Enhancing Diagnostic Accuracy by Utilizing Regional Cerebral Blood Flow (rCBF) as a Value-Added Variable to Dynamic Contrast-Enhanced Perfusion-Weighted Imaging for Differentiating Radionecrosis From Recurrent Brain Tumour.

Purpose To enhance diagnostic accuracy by incorporating relative cerebral blood flow (rCBF) as an additional parameter to dynamic susceptibility contrast perfusion-weighted imaging (DSC-PWI) variables, thereby enabling the differentiation between radionecrosis and recurrent brain tumours. Materials and methods This study involved 54 patients who had previously undergone treatment for primary cerebral tumours. All participants received radiotherapy and underwent both conventional MRI and DSC-PWI. MRI scans were performed using a 1.5 T closed MRI scanner (MAGNETOM Aera, Siemens Healthineers, Erlangen, Germany), equipped with a 16-channel Head/Neck coil for image acquisition.

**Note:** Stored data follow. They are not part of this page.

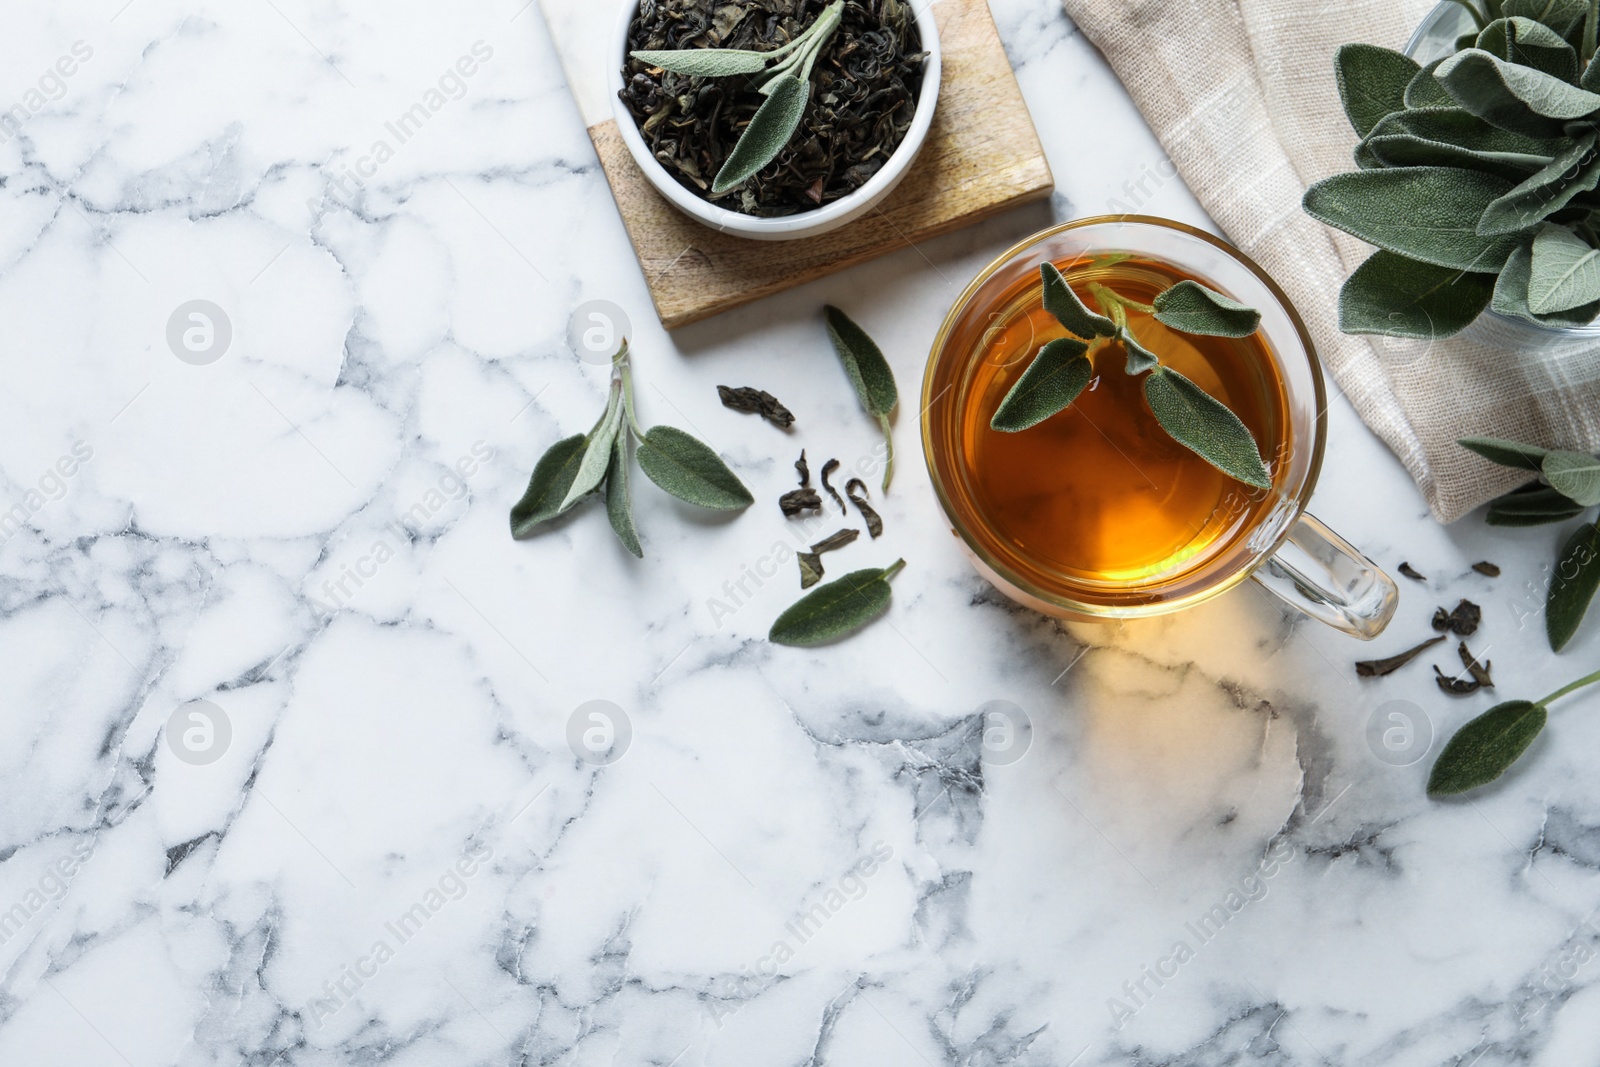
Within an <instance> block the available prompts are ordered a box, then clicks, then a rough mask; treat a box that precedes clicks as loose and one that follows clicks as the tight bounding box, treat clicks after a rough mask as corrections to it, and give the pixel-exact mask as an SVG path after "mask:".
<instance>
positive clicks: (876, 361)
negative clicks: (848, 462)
mask: <svg viewBox="0 0 1600 1067" xmlns="http://www.w3.org/2000/svg"><path fill="white" fill-rule="evenodd" d="M822 314H824V317H826V318H827V336H829V339H830V341H832V342H834V350H835V352H837V354H838V362H840V363H843V365H845V374H846V376H848V378H850V384H851V386H854V389H856V397H858V398H859V400H861V406H862V408H864V410H866V413H867V414H870V416H874V418H875V419H877V421H878V426H880V427H882V429H883V446H885V448H886V454H885V459H883V491H885V493H888V491H890V480H891V478H893V477H894V432H893V430H891V429H890V414H893V411H894V405H898V403H899V390H898V389H896V387H894V371H893V370H890V362H888V360H885V358H883V350H882V349H878V346H877V342H875V341H872V338H869V336H867V331H866V330H862V328H861V326H858V325H856V322H854V320H853V318H851V317H850V315H846V314H845V312H842V310H838V309H837V307H834V306H832V304H829V306H827V307H824V309H822Z"/></svg>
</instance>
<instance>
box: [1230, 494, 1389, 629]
mask: <svg viewBox="0 0 1600 1067" xmlns="http://www.w3.org/2000/svg"><path fill="white" fill-rule="evenodd" d="M1251 577H1254V579H1256V581H1258V582H1261V584H1262V585H1266V587H1267V589H1269V590H1270V592H1272V593H1275V595H1277V597H1278V600H1282V601H1283V603H1286V605H1290V606H1293V608H1296V609H1299V611H1304V613H1306V614H1309V616H1310V617H1314V619H1318V621H1322V622H1326V624H1328V625H1331V627H1333V629H1336V630H1344V632H1346V633H1349V635H1352V637H1358V638H1362V640H1363V641H1370V640H1371V638H1374V637H1378V635H1379V633H1382V630H1384V627H1386V625H1389V619H1390V617H1394V613H1395V605H1398V603H1400V589H1398V587H1397V585H1395V579H1392V577H1389V576H1387V574H1384V573H1382V571H1381V569H1379V568H1378V565H1376V563H1373V561H1371V560H1368V558H1366V557H1365V555H1362V553H1360V552H1357V550H1355V547H1354V545H1352V544H1350V542H1349V541H1346V539H1344V537H1341V536H1339V534H1336V533H1333V531H1331V530H1328V526H1325V525H1323V523H1322V522H1320V520H1318V518H1317V517H1315V515H1310V514H1302V515H1301V517H1299V520H1298V522H1296V523H1294V530H1291V531H1290V537H1288V541H1285V542H1283V545H1282V547H1280V549H1278V550H1277V553H1274V555H1270V557H1267V560H1266V561H1264V563H1262V565H1261V566H1258V568H1256V573H1254V574H1253V576H1251Z"/></svg>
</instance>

Several perfusion variables were calculated from DSC-PWI, including rCBF, relative cerebral blood volume (rCBV), relative peak height (rPH), and relative percentage of signal intensity recovery (rPSR). Statistical analyses included ANOVA and receiver operating characteristic (ROC) curve analysis, with histopathological findings used as the reference standard for diagnostic correlation. Results A total of 38 patients (38/54, 70.4%) were diagnosed with tumour recurrence (TR), while 16 patients (16/54, 29.6%) were diagnosed with radionecrosis. The values of rCBF, rCBV, rPSR, and rPH were significantly higher ( < 0.05) in recurrent tumours compared to radionecrosis lesions. At a cutoff value of ≥1.42, rCBF demonstrated a sensitivity of 0.95 and a specificity of 0.94. The area under the curve (AUC) for rCBF peaked at approximately 0.97, surpassing other parameters: rCBV (0.948), rPSR (0.069), and rPH (0.871). Conclusion DSC-PWI is a diagnostic tool that helps differentiate between TR and radionecrosis using several variables, the most important of which is rCBF.